Term, tenure, lump sum, or line of credit; which reverse mortgage equity distribution method is right for you?
The Pros and Cons of Reverse Mortgage Payment Options
The four typess of equity distribution payments on a reverse mortgage are term, tenure, lump sum, and line of credit. Sometimes two of the possible payment methods can be combined, such as a lump sum to pay debt combined with a line of credit for emergencies. Following are the pros and cons of each type of reverse mortgage payment.
Term Payments
Pro: Term payments are for a specified period of time. You can receive equity distributions monthly with a pre-determined end date, for example, $500 per month for 60 months. This payment option works well if there is another source of income that will kick in down the road.
Con: If the expected income source fails to materialize and the home's equity has been spent, you could be left without income at the end of the term.
Tenure Payments
Pro: Tenure payments are for life. They allow you to be free from worrying about an end to the income stream. If after careful budgeting there is a gap in basic support, this payment option can fill that gap indefinitely.
Con: Because the reverse mortgage lender does not know the date the payments will end, usually upon the death of the borrower, it will be very conservative in calculating how much money can be paid to the borrower monthly.
Lump Sum
Pro: A lump sum distribution can allow you to wipe out some or all of the current debt payments. The lump sum option is most commonly used to refinance a traditional mortgage and end monthly mortgage payments. It can also be used to pay high interest credit card debts or accumulated medical bills.
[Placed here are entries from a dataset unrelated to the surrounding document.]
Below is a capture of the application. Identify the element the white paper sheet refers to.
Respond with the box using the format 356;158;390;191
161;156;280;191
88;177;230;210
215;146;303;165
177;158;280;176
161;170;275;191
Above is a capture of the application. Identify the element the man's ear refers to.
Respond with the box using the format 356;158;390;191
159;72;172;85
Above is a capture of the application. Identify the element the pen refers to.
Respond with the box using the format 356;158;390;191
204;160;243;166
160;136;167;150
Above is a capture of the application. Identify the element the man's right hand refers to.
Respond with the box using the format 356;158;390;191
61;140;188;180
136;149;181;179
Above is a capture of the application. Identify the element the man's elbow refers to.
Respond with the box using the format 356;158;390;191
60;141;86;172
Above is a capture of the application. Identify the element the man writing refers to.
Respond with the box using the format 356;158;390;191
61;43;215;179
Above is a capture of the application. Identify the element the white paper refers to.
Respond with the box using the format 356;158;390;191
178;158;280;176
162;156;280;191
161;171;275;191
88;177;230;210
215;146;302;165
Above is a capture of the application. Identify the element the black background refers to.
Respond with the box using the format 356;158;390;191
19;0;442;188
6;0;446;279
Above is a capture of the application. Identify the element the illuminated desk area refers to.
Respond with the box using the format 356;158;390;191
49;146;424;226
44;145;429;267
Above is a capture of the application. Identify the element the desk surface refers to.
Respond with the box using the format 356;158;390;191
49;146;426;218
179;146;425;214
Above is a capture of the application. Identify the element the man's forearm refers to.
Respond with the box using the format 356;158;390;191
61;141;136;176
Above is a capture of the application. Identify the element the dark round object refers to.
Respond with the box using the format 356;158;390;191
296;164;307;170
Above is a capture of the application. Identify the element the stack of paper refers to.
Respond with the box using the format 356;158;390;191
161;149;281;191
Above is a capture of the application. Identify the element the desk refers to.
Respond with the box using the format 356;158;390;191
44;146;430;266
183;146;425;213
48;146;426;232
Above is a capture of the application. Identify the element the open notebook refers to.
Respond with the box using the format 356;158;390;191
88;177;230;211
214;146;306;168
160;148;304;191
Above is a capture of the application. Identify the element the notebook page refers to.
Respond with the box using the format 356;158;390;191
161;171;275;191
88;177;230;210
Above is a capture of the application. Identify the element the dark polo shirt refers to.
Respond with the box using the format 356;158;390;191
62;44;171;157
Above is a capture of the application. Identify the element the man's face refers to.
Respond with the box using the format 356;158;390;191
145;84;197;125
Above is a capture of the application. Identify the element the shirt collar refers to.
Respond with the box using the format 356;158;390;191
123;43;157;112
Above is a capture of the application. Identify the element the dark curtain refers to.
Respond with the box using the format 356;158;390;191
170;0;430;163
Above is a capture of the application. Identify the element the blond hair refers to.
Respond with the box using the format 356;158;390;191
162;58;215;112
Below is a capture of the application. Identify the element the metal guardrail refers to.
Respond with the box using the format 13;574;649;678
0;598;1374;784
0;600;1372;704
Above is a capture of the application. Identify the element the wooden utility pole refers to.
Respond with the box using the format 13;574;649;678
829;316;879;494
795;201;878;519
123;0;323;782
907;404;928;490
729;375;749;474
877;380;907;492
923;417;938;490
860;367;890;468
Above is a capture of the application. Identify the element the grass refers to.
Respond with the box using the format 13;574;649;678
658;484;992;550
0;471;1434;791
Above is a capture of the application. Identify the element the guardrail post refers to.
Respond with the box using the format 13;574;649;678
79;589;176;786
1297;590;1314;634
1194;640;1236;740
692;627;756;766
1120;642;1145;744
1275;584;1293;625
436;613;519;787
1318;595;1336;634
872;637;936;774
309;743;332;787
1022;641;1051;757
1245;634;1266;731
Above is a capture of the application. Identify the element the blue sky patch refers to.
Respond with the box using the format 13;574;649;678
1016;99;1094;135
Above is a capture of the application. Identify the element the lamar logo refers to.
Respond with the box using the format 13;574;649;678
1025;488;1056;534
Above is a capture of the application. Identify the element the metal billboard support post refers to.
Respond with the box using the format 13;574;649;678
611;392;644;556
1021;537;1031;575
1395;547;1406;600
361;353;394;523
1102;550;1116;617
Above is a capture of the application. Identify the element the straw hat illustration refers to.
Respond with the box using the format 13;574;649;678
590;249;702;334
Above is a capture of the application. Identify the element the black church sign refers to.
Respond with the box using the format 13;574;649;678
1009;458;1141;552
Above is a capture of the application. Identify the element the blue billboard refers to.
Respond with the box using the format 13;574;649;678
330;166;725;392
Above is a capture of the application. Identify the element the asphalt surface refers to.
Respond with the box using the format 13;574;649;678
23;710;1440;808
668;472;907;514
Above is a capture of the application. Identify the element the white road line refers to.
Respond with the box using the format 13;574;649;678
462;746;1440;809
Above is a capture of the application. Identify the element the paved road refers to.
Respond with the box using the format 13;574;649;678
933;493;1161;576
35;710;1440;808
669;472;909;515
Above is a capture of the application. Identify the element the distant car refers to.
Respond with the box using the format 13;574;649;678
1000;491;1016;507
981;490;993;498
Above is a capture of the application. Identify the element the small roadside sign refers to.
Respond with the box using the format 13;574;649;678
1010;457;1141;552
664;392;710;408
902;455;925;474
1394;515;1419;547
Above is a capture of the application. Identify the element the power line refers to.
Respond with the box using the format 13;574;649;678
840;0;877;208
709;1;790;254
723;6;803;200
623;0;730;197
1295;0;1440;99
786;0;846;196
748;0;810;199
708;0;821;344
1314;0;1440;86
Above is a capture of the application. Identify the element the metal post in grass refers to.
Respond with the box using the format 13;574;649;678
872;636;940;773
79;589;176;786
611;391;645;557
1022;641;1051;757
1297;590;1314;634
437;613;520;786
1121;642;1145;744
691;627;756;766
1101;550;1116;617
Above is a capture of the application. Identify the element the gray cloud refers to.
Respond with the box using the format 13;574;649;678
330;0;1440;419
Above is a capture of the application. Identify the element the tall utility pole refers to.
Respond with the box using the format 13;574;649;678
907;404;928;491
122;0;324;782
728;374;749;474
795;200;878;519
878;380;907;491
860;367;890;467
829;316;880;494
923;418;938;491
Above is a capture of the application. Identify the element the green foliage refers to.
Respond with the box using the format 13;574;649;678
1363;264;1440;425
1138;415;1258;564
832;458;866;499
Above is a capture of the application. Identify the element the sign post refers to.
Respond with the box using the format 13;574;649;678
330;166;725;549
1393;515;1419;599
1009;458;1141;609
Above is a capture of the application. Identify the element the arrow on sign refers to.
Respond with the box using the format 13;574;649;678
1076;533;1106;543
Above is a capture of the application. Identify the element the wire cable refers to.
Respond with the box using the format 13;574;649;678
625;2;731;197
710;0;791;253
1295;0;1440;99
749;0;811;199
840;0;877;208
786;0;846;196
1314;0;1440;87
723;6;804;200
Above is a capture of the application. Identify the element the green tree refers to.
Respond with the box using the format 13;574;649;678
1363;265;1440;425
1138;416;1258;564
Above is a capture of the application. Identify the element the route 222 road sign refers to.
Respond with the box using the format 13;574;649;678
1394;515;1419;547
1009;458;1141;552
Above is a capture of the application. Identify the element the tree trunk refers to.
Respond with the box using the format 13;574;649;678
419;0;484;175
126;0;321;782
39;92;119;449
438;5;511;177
The lump sum option can also be used to purchase a home using a reverse mortgage.
Con: Using all of the equity of the home requires a well thought out plan because the home's equity cannot be spent a second time. There is one chance only to wisely spend the money. It is strongly advised not to use the lump sum option to make an investment such as an annuity. New government regulation will prevent reverse mortgage lenders from cross-selling investment products.
Line Of Credit
Pro: This reverse mortgage payment option is likely to be the least expensive because interest is only charged on the portion of the available credit that has been used. If the line of Ccredit has a zero balance, there would be no interest charged. The borrow has the flexibility to use the line of credit as necessary. This option offers the peace of mind to know money is readily available in the event of an emergency.
Con: It may be tempting to use the available credit for luxury spending. A reverse mortgage is a serious lending tool designed to provide seniors with additional means to support themselves.